Yesterday we launched these learning materials about the history of learning disability in this country. http://bit.ly/2gyzIFG. We heard from Deb Evans about her son, Eden, who has been institutionalised since he was 17. He is now 25. It was a reminder that institutions are not only a thing of the past.
Being at the launch set me thinking afresh about the scandal of the way people with learning disabilities have been treated, and continue to be treated in our 'civilised' nation. Legislation in 1913 authorised people with learning disabilities to be shut away. People spent years, decades, even a lifetime in those places. They were not criminals. Merely unfortunate enough to have failed ill thought through tests. What is the difference between a stone and an egg?
Shamefully, only 2 MPs spoke against the new law in 1913. For over 30 years no one spoke out against it. Not until the National Council for Civil Liberties published '50,000 Outside the Law' in 1951 is there a record of anything but individual resistance, mostly from families. People stayed silent, ashamed, cowed, or gullible enough to believe the false science behind the belief that learning disability is inherited, so they have to be prevented from 'breeding'.
Now, 3000 people remain shut away in distant and unresponsive (at best) institutions. Sara Ryan's latest posts tracking the events around Connor's death, and her questions about the death of Henry Chilton who died in the same bath as Connor, remind us that it is time NOT to stay silent about the incarceration, and the unnecessary deaths of people with learning disabilities, now and in the past.

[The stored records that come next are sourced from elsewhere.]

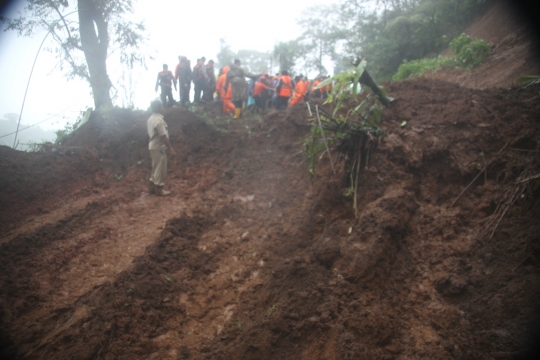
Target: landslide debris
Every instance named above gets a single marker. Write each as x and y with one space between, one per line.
252 260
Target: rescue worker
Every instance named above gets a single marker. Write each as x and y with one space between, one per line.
261 92
165 79
226 95
159 142
316 93
182 74
236 78
283 90
208 91
327 89
299 91
200 79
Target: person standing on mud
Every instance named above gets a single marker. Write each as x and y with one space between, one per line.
159 142
284 90
165 80
236 77
200 79
182 74
210 88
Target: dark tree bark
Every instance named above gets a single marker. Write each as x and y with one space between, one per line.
94 45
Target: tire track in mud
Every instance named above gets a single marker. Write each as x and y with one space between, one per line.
46 271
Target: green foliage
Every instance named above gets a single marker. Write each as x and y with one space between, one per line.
419 67
387 31
34 146
351 128
83 35
528 80
468 53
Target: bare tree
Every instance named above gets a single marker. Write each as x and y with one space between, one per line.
89 35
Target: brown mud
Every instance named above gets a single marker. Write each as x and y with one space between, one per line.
249 258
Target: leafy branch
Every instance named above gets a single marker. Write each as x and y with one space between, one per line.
352 128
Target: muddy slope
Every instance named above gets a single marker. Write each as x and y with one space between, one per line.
251 260
515 50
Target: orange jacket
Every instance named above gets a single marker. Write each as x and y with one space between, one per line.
301 88
221 82
327 88
285 85
259 88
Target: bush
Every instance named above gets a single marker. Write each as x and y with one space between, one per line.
468 53
419 67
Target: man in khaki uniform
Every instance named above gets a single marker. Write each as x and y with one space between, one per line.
159 142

Connor's story shows that even with the most determined and well informed family advocacy, and support, getting to the truth is a hard road. Those responsible fought every step of the way to obfuscate and evade responsibility. The 'system' failed that family at every juncture. They have prevailed to the extent that there was a verdict of death by neglect, and, eventually, the Chief Executive resigned - over three years later. But as yet no steps have been taken to discipline those staff responsible for the death. How many more deaths remain unexplained, hidden, unavenged? We know some of the names. Thomas Rawnsley. Stephanie Bincliffe. Nico Reed. 'Amy', aged 14. Those other deaths Southern Health failed to investigate, as so graphically illustrated by the 2015 Mazars Report.
All this makes me wonder how many unnecessary, unexplained and uninvestigated deaths took place in those closed institutions of the past, where families were kept at bay, not even allowed to visit the wards where relatives lived. Places that relied on drugs to keep their patients docile enough to be managed by a 1:20 staff patient ratio. Places where mail was censored, patients not able to access phones or helplines or relatives. We simply do not know. And we should find out.

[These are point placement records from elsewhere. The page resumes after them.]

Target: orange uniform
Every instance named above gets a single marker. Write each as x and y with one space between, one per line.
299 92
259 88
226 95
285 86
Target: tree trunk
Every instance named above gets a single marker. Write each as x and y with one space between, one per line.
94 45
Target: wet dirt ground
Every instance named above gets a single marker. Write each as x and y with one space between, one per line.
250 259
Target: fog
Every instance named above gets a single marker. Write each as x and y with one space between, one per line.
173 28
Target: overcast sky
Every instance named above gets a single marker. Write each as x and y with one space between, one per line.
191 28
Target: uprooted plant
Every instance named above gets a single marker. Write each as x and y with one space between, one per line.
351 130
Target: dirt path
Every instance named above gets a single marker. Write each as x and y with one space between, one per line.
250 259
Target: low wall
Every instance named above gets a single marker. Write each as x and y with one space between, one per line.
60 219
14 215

We do know that there was widespread abuse. How? Because people talk about it. One man spoke in public about how, when the lights went out, after they had gone to bed, the staff worked their way along the ward, systematically sexually abusing him and other patients. Every night..Yet how many cases of historic abuse of people who lived in learning disability institutions have you read about? Where is the high profile public enquiry? Where the public apology? If Sara Ryan has struggled in an age galvanised by social media and with Freedom of Information legislation, what chance did families have when allowed to visit only once a month, and then closely supervised.

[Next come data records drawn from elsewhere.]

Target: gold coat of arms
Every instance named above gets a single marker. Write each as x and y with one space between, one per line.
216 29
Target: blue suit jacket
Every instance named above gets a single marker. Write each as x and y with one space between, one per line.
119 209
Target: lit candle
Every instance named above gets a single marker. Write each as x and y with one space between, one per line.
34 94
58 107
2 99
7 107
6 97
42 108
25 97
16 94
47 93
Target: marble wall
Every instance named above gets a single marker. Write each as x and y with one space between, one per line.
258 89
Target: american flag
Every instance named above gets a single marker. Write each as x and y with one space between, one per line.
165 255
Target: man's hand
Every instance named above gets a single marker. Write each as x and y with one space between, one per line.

Today there remain at least 3000 people shut away in institutions. Like their pre NHS twentieth century predecessors, many are run for profit. What incentive to release the unfortunate cash cows that are their patients? Even NHS beds, because of the way services are commissioned, need people in them, or the Trust loses money. Transforming Care is charged with getting people home, but the forces ranged against it are powerful. It is time to speak out, NOT to stay silent, about this continuing state sanctioned abuse of people with learning disabilities.